Through an in-depth qualitative analysis of a health information system introduction at a large research hospital located in Ottawa, Canada, we demonstrate how a dialectic modalities lens provides new insights into agent driven organizational routine repair and renewal. We then show how two dimensions of dialectics (performative<->ostensive and performative<->environmental) act independently to produce varying levels of dialectic tension that motivate variation and change in the performance of an organizational routine. This work adapts the emerging work on dialectics of organizational change to conceive of dialectic change as a generator of variation and change within organizational routines and suggests that dialectic tension is a key driver of organizational routine change.
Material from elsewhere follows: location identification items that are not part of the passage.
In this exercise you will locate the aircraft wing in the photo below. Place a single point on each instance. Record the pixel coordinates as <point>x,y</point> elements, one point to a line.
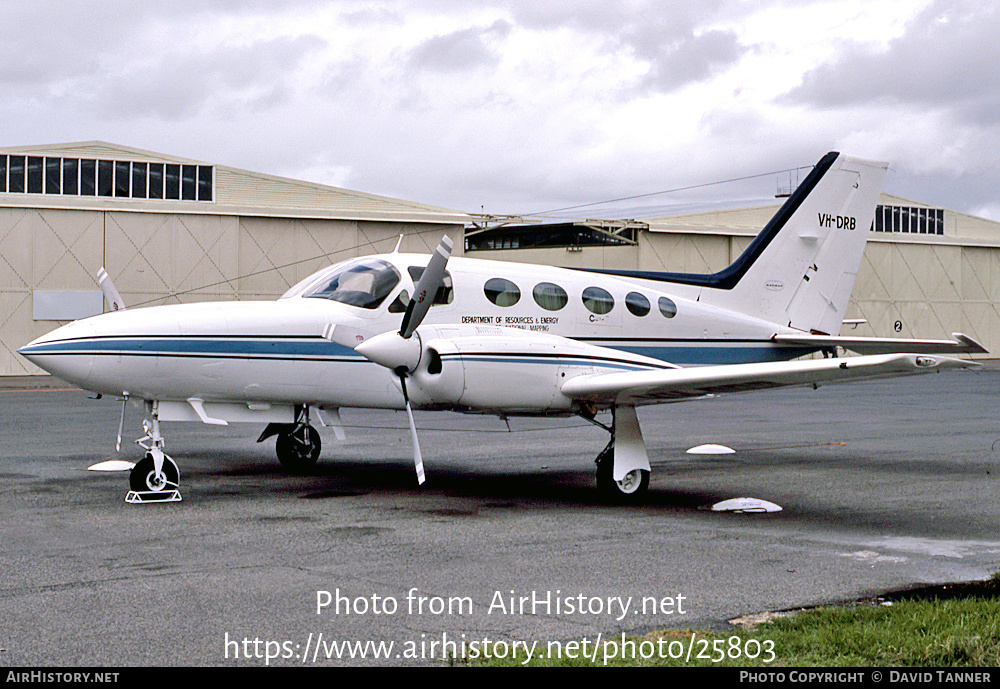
<point>650,387</point>
<point>961,344</point>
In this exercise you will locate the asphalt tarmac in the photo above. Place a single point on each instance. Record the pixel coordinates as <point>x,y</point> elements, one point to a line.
<point>883,485</point>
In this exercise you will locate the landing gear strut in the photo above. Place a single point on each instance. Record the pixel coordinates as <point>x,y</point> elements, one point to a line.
<point>298,444</point>
<point>632,486</point>
<point>155,477</point>
<point>631,457</point>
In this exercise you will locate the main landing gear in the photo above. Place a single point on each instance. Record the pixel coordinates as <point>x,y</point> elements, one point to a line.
<point>298,444</point>
<point>154,478</point>
<point>624,456</point>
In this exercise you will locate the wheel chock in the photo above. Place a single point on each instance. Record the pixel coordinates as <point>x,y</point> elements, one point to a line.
<point>136,497</point>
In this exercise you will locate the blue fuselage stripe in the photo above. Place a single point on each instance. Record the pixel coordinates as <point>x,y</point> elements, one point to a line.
<point>313,348</point>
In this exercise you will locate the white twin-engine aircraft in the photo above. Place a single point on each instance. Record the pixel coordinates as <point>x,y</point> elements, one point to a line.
<point>397,331</point>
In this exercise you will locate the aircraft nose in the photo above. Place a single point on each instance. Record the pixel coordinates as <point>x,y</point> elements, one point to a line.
<point>63,352</point>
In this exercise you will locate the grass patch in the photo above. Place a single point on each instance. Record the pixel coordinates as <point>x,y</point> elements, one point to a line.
<point>952,626</point>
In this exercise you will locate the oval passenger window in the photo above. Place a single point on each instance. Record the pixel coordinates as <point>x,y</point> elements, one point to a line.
<point>667,307</point>
<point>502,292</point>
<point>636,304</point>
<point>549,296</point>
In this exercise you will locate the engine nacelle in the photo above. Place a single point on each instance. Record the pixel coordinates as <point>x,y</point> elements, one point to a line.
<point>494,369</point>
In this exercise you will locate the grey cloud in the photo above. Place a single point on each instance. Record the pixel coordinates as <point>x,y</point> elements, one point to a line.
<point>693,59</point>
<point>946,58</point>
<point>177,86</point>
<point>460,50</point>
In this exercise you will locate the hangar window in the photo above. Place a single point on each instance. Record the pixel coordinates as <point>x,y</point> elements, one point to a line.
<point>189,182</point>
<point>636,304</point>
<point>16,175</point>
<point>502,292</point>
<point>105,177</point>
<point>53,175</point>
<point>598,300</point>
<point>71,178</point>
<point>667,307</point>
<point>204,182</point>
<point>173,182</point>
<point>34,175</point>
<point>88,177</point>
<point>156,180</point>
<point>549,296</point>
<point>118,178</point>
<point>364,283</point>
<point>909,220</point>
<point>121,178</point>
<point>139,180</point>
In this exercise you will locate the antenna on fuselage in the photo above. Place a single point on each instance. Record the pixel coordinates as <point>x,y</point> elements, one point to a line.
<point>111,296</point>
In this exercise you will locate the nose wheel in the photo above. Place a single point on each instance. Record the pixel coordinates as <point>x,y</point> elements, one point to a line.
<point>145,478</point>
<point>154,478</point>
<point>298,449</point>
<point>631,488</point>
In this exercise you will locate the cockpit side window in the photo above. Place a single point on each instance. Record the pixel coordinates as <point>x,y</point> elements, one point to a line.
<point>365,284</point>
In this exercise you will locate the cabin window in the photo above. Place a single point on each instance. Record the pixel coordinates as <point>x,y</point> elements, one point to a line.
<point>365,283</point>
<point>636,304</point>
<point>549,296</point>
<point>502,292</point>
<point>400,303</point>
<point>598,300</point>
<point>445,295</point>
<point>667,307</point>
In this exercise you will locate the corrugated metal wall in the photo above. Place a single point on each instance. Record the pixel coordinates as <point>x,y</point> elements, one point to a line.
<point>156,258</point>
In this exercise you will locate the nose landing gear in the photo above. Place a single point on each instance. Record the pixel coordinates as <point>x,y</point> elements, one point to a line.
<point>155,478</point>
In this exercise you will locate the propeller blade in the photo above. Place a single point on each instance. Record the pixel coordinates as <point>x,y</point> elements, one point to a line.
<point>345,335</point>
<point>418,460</point>
<point>426,289</point>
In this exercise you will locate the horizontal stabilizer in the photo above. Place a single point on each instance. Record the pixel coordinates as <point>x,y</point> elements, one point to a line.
<point>650,387</point>
<point>961,344</point>
<point>111,295</point>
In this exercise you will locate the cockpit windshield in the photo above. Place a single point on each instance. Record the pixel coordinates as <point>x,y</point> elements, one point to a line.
<point>365,283</point>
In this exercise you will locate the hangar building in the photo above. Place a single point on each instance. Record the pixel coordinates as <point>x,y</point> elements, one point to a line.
<point>170,230</point>
<point>927,271</point>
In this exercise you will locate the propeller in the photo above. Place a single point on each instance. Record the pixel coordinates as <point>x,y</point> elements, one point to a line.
<point>401,351</point>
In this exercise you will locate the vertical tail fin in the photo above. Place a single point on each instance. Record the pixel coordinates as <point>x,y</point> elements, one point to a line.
<point>800,270</point>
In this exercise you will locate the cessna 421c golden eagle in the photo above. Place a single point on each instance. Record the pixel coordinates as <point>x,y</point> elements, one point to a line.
<point>397,331</point>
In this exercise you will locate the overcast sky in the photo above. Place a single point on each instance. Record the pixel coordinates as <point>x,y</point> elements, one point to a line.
<point>526,105</point>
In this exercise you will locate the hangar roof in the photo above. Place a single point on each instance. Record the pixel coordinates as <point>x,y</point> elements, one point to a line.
<point>141,181</point>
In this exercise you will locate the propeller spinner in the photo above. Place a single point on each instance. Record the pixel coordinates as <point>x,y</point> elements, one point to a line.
<point>401,351</point>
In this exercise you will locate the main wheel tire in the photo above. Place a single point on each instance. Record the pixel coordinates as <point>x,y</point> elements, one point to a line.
<point>143,477</point>
<point>299,449</point>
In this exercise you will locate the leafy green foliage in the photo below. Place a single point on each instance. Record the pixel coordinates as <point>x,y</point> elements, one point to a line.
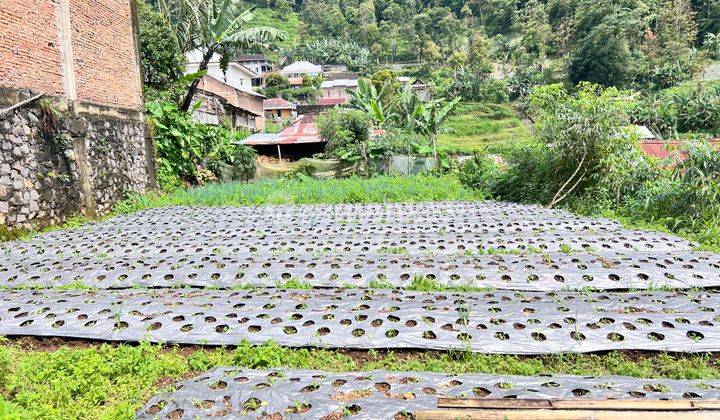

To account for this, we introduce a new concept and model - "Dialectic Modalities of Routine Change" - to describe the four combinations of dialectic tension that can occur in the performance and enactment of a routine.
It is our position that greater understanding and focus on routine disruption and renewal will ultimately assist managers in improving practice and can provide a deeper theoretical understanding of organizational change processes. Moreover, this study's collected narrative approach to identifying a routine in practice opens new opportunities to explore enacted routine structure in sensitive environments often difficult to access for sufficient levels of observation. Finally, this research also makes important contributions to routines theory through the theoretical exploration of micro-foundational dynamics of routine change.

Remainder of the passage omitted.